The workshop was bustling with activity, lots of people toiling on their bikes to do maintenance or repairs, but soon as I explained what I needed to do with Marc’s wheel, the mechanic found me a new Mitas E-07 tire and fitted it. With that first challenge completed, I said goodbye to Katja, who was just reunited with her boyfriend, and rode off to the CBT office in Osh to see if there was any tourist transport leaving for Naryn that could take the wheel to Marc. My original intention had been to go back with the wheel myself, but after seeing the state of the road and then having the crash, there was no way I could do that.

The girl in the CBT office really went out of her way to help me, and even though there was no tourist transport doing that route in the next three days, he put me in touch with a taxi driver who said he’d give the wheel to another driver who would leave the following morning, drive all day to Bishkek and then the following day drive south to Naryn and deliver the wheel, all for 2000 som (about 26 euros). I gave him the money and the wheel, hoping that he would make good on his promise, and finally headed for my hostel.

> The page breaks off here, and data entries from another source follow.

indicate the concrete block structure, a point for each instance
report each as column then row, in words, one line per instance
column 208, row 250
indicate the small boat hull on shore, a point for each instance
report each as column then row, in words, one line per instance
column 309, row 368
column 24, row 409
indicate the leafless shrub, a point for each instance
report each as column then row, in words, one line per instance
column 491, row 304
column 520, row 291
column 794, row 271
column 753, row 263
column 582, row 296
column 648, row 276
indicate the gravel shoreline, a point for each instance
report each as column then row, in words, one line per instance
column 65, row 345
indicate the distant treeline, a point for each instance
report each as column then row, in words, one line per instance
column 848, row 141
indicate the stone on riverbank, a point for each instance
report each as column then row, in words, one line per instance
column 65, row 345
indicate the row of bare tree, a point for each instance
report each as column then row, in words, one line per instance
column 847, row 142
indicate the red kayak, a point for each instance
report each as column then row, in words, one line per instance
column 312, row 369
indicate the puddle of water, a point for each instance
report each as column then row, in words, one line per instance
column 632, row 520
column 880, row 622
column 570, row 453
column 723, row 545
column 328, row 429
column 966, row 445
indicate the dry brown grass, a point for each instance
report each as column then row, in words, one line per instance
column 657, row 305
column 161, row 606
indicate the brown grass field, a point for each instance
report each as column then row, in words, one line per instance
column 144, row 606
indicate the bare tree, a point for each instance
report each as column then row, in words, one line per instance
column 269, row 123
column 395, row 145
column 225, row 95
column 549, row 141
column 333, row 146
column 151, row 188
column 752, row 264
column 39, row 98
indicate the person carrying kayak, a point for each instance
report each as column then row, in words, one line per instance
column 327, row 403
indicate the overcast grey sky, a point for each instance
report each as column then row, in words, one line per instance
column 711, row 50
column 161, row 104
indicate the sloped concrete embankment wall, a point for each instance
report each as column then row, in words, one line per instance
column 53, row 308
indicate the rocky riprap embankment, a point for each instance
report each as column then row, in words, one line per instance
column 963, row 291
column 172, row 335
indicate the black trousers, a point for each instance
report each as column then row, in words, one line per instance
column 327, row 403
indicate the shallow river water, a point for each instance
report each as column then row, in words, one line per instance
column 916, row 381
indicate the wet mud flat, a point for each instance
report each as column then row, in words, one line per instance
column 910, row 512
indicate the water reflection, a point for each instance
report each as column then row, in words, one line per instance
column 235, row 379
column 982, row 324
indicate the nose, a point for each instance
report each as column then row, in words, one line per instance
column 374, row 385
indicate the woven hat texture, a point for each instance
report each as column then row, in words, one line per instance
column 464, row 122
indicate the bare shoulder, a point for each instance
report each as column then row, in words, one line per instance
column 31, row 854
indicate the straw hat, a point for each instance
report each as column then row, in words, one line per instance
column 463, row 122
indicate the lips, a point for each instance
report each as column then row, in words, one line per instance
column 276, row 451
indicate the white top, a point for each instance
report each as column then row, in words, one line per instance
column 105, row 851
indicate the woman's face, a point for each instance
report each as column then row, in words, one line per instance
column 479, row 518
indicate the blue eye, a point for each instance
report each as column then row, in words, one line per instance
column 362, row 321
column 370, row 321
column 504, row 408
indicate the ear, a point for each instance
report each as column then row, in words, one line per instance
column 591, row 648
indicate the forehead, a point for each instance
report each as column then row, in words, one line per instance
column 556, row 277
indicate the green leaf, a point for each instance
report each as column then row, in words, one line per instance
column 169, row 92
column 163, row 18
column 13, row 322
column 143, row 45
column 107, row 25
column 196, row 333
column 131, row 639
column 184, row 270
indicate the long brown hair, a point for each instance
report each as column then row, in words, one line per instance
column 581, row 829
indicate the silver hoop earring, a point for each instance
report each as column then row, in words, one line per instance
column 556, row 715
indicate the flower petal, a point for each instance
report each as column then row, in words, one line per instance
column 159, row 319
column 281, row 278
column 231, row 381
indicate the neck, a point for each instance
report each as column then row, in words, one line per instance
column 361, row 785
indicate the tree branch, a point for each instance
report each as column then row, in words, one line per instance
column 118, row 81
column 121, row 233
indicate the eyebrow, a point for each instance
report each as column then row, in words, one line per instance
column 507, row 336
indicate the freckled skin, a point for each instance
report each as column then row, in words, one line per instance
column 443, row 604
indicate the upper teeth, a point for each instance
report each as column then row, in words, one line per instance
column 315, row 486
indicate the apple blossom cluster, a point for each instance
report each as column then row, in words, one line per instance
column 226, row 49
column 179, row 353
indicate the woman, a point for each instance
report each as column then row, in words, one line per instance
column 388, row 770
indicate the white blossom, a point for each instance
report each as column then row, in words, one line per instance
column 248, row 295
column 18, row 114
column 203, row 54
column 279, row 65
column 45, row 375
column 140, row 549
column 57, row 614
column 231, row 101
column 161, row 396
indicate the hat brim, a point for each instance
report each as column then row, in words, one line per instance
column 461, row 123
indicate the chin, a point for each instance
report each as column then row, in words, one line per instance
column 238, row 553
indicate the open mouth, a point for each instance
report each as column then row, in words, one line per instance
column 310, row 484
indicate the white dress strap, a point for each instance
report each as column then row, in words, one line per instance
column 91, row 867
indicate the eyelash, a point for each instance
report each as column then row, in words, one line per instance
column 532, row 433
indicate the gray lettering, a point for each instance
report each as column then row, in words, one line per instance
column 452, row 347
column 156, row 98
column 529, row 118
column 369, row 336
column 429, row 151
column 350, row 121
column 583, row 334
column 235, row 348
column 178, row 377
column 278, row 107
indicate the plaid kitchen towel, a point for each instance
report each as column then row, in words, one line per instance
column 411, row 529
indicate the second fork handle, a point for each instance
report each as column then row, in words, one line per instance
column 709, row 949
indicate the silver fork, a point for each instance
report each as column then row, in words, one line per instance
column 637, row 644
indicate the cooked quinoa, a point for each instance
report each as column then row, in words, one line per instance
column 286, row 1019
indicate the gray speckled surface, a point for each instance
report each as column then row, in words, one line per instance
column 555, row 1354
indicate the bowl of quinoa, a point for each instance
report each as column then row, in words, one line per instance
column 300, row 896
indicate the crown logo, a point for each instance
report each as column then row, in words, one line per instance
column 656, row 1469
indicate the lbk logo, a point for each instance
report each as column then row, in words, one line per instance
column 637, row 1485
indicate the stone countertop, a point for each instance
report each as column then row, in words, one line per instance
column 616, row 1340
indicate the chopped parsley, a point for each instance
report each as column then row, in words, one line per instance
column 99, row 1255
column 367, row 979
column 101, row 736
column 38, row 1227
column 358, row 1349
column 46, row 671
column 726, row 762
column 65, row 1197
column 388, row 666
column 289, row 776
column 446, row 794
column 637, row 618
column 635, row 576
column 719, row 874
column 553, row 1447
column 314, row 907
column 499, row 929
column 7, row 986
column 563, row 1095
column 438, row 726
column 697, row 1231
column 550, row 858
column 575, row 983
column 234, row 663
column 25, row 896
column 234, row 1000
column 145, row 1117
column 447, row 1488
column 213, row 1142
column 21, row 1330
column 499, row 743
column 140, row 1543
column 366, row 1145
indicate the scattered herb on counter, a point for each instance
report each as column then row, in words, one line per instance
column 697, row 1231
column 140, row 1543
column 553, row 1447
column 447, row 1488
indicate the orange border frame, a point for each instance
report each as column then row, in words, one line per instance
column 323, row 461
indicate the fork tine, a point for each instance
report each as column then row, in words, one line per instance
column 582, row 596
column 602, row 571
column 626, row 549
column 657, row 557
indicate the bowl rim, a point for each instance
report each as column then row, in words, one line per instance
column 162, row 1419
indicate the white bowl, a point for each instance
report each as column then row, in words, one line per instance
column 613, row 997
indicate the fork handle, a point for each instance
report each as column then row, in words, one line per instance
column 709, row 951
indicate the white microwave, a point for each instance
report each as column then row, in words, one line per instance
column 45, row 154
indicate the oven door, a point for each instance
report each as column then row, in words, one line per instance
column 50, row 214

I rode across the city centre following the directions on my GPS, but when I got to where the hostel was supposed to be, there was only a derelict factory. No worries, these usually happens in soviet countries, there are several levels of buildings off the street, so I probably just had to drive around the block and would find the hostel behind. Only there was no block to drive around, the street was neverending. I made a U-turn and tried in the other direction, but it was the same story. I went back to the factory and realised that in the gates that led into it there was a tiny sign that read ‘hostel’ with a painted arrow pointing through the gates. I rode in and indeed there was the hostel, at the end of a creepy alley at the back of the factory, past a construction site.

Exhausted again, I checked in and crashed in the bed of a tiny single room in the third floor, right under a roof that had been baking under the sun all day.